False Consciousness

This fellow was a member of the landed gentry
This fellow was a member of the landed gentry

The Bay Area is an incredibly expensive place to live, and one of the main topics of conversation there is rent and where you’re thinking about moving to. One thing that struck me when visiting the Bay Area was how concerned people were about becoming gentrifiers. It was interesting to me, because people would freely talk about how poor people in the Mission District and Oakland are being priced out of their neighborhoods by newcomers, and say things that reeked of guilt, like, “We are the problem.”

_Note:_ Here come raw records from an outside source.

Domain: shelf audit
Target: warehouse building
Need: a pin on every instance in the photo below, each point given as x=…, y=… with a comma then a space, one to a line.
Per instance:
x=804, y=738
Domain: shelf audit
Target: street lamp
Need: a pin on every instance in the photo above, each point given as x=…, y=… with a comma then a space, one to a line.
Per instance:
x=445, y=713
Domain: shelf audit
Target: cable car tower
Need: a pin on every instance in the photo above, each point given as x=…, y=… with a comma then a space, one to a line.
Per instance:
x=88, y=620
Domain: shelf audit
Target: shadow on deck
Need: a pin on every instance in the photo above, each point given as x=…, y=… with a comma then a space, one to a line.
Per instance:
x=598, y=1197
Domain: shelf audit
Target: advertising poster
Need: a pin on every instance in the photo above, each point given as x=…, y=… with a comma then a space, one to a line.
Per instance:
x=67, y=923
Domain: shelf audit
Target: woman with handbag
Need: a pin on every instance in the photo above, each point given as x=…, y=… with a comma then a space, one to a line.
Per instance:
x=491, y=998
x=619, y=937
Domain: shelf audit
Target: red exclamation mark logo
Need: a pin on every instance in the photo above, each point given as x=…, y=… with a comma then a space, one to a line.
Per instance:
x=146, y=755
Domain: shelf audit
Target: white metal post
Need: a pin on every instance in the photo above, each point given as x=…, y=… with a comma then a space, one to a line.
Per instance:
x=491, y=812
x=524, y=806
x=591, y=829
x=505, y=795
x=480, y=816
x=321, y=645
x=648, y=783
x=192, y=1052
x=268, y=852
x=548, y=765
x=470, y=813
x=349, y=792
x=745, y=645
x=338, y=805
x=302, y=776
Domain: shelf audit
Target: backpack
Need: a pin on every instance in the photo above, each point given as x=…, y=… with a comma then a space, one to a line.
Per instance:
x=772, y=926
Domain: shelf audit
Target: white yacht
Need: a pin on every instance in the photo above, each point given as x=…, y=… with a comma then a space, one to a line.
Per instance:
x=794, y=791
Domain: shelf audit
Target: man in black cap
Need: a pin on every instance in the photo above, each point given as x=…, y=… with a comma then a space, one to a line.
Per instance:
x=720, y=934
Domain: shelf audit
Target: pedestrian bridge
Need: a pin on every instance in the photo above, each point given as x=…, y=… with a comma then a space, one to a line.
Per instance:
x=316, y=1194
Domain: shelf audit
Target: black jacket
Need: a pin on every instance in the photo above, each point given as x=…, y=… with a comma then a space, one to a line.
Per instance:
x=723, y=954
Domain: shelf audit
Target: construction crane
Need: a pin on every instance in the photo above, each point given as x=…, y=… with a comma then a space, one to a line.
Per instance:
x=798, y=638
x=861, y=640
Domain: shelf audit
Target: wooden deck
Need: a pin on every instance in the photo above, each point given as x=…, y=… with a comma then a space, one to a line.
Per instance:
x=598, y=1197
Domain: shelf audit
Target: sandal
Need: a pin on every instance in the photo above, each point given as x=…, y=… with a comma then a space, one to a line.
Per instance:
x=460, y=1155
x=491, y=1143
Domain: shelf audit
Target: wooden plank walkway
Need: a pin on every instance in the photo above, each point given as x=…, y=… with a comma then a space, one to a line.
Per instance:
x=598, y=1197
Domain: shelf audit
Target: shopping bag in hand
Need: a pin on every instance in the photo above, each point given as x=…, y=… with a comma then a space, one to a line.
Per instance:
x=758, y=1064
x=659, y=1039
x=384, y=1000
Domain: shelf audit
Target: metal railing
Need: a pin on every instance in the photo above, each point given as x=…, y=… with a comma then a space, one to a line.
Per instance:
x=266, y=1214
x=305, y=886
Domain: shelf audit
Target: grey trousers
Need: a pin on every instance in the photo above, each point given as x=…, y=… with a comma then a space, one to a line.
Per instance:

And that’s definitely one way of thinking about it. But that is such a foreign notion to me. I don’t live in a world where upper-middle-class people victimize working class people. I live in a world where we are all at the mercy of vast, impersonal economic forces. Like, people don’t move to Oakland because they want to: it’s not that great to live somewhere full of crime, where you’re a minority amongst people you distrust and who distrust you–a place that is not particularly walkable and which everywhere exhibits signs of the grossest urban decay. People don’t move to Oakland because they’ve decided it’s a better environment than San Francisco–they go there because they’ve been priced out of San Francisco. What is true for poor Hispanic people in the Mission District is also true for graduate students or someone who works at a nonprofit or as a salesperson at a tech company. San Francisco is really, really expensive.

And, sure, now Oakland is also becoming fairly expensive, but what’re you going to do? The only places where a person can afford to move in the SF Bay Area are places that’ve historically been awful. And all the places that’ve been historically awful are places that’ve historically been filled with people of color. There’s not some mystical historically-white township full of affordable housing that people are refusing to move to because it’s not hip. Even places that people sneer at (Fremont! Milpitas! [which are both majority-Asian, by the way]) are not inexpensive.

Given that, all this guilt smacks of false consciousness. People have this sense that they are the movers and shakers and they are the decision-makers even though they’re just as much at the mercy of the system as everyone else. The system might have given them a few more privileges than everyone else, but it hasn’t given them any more power.

I’m starting to think that being familiar with the work of Ke$ha is not the cultural touchstone that I thought it was

47e29f9fe96a1771642fb05ac8a8fd00_XLI’m in Berkeley for the summer, and I have to say that it’s a bit like an alternate world out here. You know, everything is mostly the same as in Baltimore: people walk on two legs and wear pants and say ‘Hello’ and eat at vegan bakeries and go to Farmer’s Markets and drive bikes to work (on a sidenote: it’s unbelievable how many Bay Area people think that the standard markers of modern yuppie living–farmer markets, veganism, etc–are unique to their little part of the world).

But there are differences. And one of the weirder ones is that no one knows what’s on the radio. I listen to the radio all the time: if it’s on the radio, I’ve definitely heard it. But many 27 year olds around here do not. That’s for two reasons: a) lots of them don’t own cars; and b) they’re way too cool for the radio.

Which puts me in the weird position, because almost everyone that I meet around here is really, really into music. They all play in bands and go to shows and are just generally up on things. And whenever the talk turns to music, I can generally only contribute information about: a) Nashville-based pop-country music (which no one cares about); or b) whatever I heard on the radio.

So, wometimes I’ll say something like, “Oh yeah, I listened to that Ke$ha song ‘Die Young’ like fifty times while I was driving across country.”

And my conversation partner will respond: “Who?”

“Uhh, Ke$ha? The pop singer?”

And then there’ll just be incomprehension. It’s very weird to me; there’s a real cultural disconnect here. My view of engagement with art is very shaped by my experience with science fiction. You start with the most accessible, most poppy stuff (Ender’s Game, Dune, Starship Troopers, etc) and then, when that stops providing you with pleasure, you go out and you find more and more obscure artists. But you always stay current with the mainstream, because that’s, it’s just…it’s like what you have in common with the rest of the world. When I meet another SF fan, we don’t talk about Ted Chiang…we talk about Neal Stephenson and John Scalzi. Because that’s how shit works.

But in music, at least out here, it feels different. I don’t know. Maybe it is an age thing. It feels obvious, to me, that the radio is primarily geared towards sixteen year olds. Maybe the model is that when you’re sixteen, you listen intensively to the radio, and then you branch out and, as you age and become less and less the target demographic for the music industry, more and more of the bands you like aren’t on the radio anymore.

To me, it seems a bit uncool to not be familiar with what’s on the radio. I mean…that’s the radio. How can you know anything about music if you don’t know what people like? I mean, you don’t need to like what you hear on the radio, but you should at least hear it on occasion.

But since all my friends out here are super cool, I think that my supposition is incorrect. Here, in the East Bay, amongst a certain age group, the radio is irrelevant.

I know, right? It’s like I’m summering on Mars.

(It’s also possible that this is true everywhere, but I just notice it more here because I have more friends here. I’ve certainly encountered people in DC who were too cool for the radio).